/scrape-dmp-comments

A Python script to scrape comments from DMP Online

Primary LanguagePythonMIT LicenseMIT

Scraping Comments from DMP Online

A Python script to scrape comments from DMP Online (at Erasmus University Rotterdam)

Getting started

Setting up the login

To log in to DMP Online, we need cookies and headers.

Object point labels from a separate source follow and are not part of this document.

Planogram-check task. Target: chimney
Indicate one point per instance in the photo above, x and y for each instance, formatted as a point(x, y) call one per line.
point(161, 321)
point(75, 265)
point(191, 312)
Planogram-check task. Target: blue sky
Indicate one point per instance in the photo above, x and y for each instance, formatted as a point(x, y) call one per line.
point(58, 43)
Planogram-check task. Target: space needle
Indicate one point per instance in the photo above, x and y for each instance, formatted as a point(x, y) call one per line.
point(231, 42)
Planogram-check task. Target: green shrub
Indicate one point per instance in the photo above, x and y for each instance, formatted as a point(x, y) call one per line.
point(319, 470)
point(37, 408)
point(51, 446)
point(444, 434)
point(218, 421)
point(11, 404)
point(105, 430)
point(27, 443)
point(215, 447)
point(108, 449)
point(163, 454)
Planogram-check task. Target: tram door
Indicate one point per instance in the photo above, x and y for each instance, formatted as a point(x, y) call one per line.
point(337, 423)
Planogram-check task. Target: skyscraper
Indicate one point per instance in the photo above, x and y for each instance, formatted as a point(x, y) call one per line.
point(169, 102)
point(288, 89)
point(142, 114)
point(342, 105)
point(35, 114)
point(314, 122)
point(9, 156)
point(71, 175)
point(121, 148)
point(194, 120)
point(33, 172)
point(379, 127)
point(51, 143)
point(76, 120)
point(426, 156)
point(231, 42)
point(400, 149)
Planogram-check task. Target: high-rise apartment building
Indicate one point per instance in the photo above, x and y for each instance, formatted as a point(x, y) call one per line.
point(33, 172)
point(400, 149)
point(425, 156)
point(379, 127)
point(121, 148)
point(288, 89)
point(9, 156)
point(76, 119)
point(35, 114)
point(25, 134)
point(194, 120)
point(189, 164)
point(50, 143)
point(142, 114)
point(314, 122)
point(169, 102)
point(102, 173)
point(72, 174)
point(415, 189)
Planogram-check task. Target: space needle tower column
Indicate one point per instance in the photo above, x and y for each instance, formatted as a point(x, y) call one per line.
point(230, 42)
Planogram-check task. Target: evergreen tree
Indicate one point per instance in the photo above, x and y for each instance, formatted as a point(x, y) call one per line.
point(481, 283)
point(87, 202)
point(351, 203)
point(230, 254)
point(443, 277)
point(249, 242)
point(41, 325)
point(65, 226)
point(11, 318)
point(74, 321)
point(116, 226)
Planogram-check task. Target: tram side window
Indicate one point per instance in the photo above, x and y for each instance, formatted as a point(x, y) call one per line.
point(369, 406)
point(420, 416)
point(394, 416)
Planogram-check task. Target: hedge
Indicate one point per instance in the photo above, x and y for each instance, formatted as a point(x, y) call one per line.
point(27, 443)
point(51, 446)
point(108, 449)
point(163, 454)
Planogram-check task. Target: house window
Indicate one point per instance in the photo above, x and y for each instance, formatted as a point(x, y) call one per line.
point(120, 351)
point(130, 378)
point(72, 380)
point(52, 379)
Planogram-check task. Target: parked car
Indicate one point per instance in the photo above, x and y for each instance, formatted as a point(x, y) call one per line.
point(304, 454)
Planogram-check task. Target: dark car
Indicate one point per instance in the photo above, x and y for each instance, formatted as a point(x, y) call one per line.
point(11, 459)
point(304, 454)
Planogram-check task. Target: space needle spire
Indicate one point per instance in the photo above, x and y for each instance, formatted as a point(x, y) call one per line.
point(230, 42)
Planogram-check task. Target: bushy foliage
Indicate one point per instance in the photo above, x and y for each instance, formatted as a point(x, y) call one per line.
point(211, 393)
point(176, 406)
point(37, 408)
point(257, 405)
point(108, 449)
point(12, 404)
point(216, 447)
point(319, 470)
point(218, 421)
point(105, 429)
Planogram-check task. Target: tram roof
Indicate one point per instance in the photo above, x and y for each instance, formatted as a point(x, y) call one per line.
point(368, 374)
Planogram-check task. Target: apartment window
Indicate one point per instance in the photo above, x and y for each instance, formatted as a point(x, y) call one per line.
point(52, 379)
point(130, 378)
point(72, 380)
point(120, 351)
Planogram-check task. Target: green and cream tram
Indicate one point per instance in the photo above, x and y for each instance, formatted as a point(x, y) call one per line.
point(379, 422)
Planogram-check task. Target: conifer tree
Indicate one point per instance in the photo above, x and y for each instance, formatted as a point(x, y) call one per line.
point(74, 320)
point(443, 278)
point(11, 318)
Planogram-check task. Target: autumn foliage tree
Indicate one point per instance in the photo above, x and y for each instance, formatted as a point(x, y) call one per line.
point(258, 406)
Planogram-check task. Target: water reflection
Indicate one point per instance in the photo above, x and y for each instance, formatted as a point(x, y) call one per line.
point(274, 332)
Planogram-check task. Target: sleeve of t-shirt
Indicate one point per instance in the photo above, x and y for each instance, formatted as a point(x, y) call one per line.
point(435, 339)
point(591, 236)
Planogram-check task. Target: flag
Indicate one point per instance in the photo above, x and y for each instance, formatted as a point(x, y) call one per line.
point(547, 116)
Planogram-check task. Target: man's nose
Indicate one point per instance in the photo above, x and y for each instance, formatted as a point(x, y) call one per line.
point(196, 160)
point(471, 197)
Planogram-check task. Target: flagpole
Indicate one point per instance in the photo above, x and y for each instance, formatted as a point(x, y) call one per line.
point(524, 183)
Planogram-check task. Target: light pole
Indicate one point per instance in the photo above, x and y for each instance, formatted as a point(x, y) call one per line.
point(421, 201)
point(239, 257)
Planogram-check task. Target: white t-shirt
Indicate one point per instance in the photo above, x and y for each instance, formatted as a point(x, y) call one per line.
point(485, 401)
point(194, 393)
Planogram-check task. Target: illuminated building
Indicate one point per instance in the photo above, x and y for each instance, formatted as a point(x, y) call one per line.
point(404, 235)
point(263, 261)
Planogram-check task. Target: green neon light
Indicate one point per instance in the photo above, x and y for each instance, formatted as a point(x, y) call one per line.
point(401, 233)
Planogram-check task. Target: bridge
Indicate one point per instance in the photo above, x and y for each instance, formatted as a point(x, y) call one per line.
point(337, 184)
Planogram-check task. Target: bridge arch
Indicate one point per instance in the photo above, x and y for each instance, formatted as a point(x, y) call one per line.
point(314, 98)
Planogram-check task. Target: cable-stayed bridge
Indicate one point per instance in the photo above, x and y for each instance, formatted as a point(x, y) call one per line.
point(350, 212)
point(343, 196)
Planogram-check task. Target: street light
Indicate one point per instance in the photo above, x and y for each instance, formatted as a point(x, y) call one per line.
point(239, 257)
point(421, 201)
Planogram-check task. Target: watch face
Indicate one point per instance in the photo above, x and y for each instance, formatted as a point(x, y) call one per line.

  1. Create the config.py file.
  2. You need to save cookies and headers to this file (see config.example.py). You can get the cURL, and convert it via curlconverter. To get the cURL, do the following:
    1. Log in to DMP Online
    2. Go to https://dmponline.eur.nl/plans
    3. Open the DevTools. Go to the "Network" tab.
    4. Reload the page
    5. In the "Name" pane, look for the first request ("plans"). Right click the plan -> Copy -> Copy as cURL
  3. Copy and paste the Python script to the config.py file. You only need cookies and headers dictionaries.

⚠️ The cURL command contains credentials to login to DMP Online, and thus it's being ignored in git

Scraping

Run the scrape_comments.py. It will create a pickle and JSON files that contains the results. Scraping may take around 5 minutes. Note that the script only gets comments from DMPs using EUR's v4.5 DMP Template only.